1.5 billion for SMEs
The minister noted that 1.5 billion of the Recovery Fund grants will be directed to small and medium enterprises. The grants will be directed to the digital transformation of small and medium enterprises, to the diversification of the tourism product (mountain tourism, medical tourism, etc.), to the agri-food sector and to the program “I save: for digital transformation (375 million euros), for diversification of the tourism product (260 million euros), for agri-food tourism (250 million euros) and for the “I save” program (450 million euros).
Mr. Staikouras spoke about a holistic government plan to strengthen the private sector of the economy, which has four branches: Grants from the Recovery Fund, fiscal policy, reduction of “red” loans to increase funding from the banking sector and the Fund’s lending program.
The Minister pointed out the assistance that the Fund will give to the Greek economy, identifying it as follows:
-Private investments will increase by an additional 20% in relation to their amount without funding from the Fund.

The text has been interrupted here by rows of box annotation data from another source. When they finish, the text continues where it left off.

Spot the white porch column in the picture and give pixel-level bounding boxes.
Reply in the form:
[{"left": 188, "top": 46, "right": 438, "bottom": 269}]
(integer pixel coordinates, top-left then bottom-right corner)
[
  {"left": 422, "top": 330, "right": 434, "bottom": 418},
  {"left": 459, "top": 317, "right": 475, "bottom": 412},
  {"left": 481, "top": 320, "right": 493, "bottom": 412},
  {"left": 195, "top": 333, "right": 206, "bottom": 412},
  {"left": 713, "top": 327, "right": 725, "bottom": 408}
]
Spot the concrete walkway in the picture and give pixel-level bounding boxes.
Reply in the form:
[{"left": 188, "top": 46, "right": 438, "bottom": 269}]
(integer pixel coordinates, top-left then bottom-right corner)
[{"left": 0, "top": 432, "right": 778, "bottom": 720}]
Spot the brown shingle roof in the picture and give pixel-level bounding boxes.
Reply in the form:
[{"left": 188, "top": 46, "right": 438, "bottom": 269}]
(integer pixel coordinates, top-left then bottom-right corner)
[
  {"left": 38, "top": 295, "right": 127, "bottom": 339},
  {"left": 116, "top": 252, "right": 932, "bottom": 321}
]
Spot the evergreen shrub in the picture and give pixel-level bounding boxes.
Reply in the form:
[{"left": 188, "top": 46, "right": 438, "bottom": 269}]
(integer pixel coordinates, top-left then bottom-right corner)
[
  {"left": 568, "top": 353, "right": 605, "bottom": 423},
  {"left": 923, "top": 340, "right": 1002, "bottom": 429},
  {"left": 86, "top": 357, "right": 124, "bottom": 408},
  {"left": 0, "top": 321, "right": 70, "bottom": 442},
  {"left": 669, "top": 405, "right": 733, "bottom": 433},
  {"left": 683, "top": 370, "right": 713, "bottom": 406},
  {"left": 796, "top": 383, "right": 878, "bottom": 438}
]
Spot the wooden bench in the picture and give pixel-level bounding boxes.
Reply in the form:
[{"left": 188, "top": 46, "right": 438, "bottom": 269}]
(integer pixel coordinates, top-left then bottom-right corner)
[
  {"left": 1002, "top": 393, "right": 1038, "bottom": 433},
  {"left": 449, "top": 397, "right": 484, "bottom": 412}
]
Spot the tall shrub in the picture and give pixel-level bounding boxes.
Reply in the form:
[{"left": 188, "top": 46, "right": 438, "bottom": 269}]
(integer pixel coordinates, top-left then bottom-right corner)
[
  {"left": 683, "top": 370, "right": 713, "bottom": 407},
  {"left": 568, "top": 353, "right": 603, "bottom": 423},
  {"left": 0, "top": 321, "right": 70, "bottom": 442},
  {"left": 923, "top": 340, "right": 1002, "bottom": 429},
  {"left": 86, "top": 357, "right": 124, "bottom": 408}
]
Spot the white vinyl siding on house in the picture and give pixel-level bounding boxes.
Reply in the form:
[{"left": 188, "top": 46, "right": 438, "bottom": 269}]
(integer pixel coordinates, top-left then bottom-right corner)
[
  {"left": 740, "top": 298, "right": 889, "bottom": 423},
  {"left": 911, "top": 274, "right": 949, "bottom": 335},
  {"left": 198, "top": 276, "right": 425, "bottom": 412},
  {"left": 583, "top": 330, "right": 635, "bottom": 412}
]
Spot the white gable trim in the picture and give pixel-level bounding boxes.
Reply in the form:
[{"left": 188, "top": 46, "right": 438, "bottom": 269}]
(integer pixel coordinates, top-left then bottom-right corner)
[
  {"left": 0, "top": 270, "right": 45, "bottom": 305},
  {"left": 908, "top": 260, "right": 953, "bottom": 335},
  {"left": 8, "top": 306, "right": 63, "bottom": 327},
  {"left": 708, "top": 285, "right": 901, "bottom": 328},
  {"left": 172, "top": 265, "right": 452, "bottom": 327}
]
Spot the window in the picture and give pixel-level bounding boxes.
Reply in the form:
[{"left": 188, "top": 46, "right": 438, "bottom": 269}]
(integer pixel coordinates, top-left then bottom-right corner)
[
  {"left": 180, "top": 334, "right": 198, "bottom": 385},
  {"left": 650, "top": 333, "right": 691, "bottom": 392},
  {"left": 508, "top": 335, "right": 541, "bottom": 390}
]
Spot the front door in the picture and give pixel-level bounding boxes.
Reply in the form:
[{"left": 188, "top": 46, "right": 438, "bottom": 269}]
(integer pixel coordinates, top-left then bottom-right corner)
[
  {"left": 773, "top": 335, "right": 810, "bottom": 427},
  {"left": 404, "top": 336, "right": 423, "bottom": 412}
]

– The GDP will increase in 2026 by 7 points, while especially this year it will be 3.6% instead of 2.4%.
-Employment will increase in 2026 by 4 additional units, which “translates” to about 200,000 new jobs.
Asked about the fiscal policy pursued, the minister said that the reductions in taxes and levies began in 2019 and continue today with the package, agreed upon with the institutions, and submitted to Parliament yesterday. He noted that “we are taking advantage of the country’s credibility and fiscal flexibility, but without leading to fiscal derailment.” He concluded by saying that “when there is a secure fiscal space, it will continue to be used for permanent reductions in taxes and levies.”
Regarding the EU spring estimates that see a bigger increase in GDP this year, he commented: “I am glad that the view of the European Commission for the course of the Greek economy is even more optimistic.”